Oil futures: Covid fears send Brent 6.6% lower as Wall Street flashes red

19 Jul 2021

Quantum Commodity Intelligence –  Brent crude oil futures slumped almost $5/b to a seven-week low of under $69/b in late afternoon London trading hours Monday, as a global selloff that started in Asia amid resurging Covid infection rates rippled through Wall Street, sending commodities and equities south.

Front-month September Brent futures were trading at $68.70/b at 1634 GMT, compared to Friday’s settle of $73.59/b - a fall of 6.65%.

At the same time, August WTI was trading at $66.97/b, down from Friday’s settlement of $71.81/b - a 7.2% fall.

Around five hours earlier, Brent was hovering above $71/b and WTI was above $69/b, while the earlier Brent Singapore minute marker was at $71.83/b.

Mounting concerns over the surge of Covid in south-east Asia, particularly in Indonesia where the daily infection rate has surpassed that of India and Brazil, have rattled markets, while infections in Europe are also climbing.

Fears that Europe and the US could face new restrictions after the summer to combat the spread of the Delta Indian variant sent the FTSE 100 index of leading UK companies 2.6% lower and the S&P 500 index of leading US shares 1.6% down.
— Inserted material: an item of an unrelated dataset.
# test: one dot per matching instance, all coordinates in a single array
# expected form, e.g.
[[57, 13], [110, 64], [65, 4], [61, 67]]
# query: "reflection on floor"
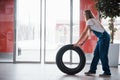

Compounding those fears is a new OPEC+ deal to increase production by 400,000 barrels per day each month going forward, theoretically until output is fully restored, although the group is expected to continue its regular meetings and match supplies with returning demand.

“The meeting resolved to adjust upward their overall production by 400,000 bpd on a monthly basis starting August 2021, until phasing out the 5.8 million bpd production adjustment,” said OPEC in a statement Sunday.

As part of the deal, a number of producers will have baseline production levels revised upwards, including the UAE, Saudi Arabia, Russia, Kuwait and Iraq.

The UAE will see its baseline production, from which cuts are being calculated, increasing to 3.5 million bpd from May 2022 from 3.168 million, while Saudi and Russia will see their baselines rise to 11.5 million bpd from 11 million.

While markets initially tanked, some analysts remain bullish claiming the deal ends any risk of a major fracture within the producer group and so over the longer term may prove supportive for the market.

"The new agreement is likely to see prices come under pressure in the short term, as investors unwinding positions on the prospects of higher supply in coming months. However, even with higher output, the market remains relatively tight,” said Daniel Hynes, senior commodity strategist at ANZ, but added, “OPEC’s ability to reach an agreement should dispel concerns that the alliance is at risk of breaking up.”

Investment bank Goldman Sachs sees the deal as ‘supportive’ for oil markets, although warned against short-term volatility. 

“All else equal, this represents $2/b upside to our $80/b summer and $5/b upside to our $75/b 2022 Brent price forecasts, although market focus on the Delta variant and higher (OPEC+) baselines will likely delay such price impacts,” said Goldman in its report published after the meeting.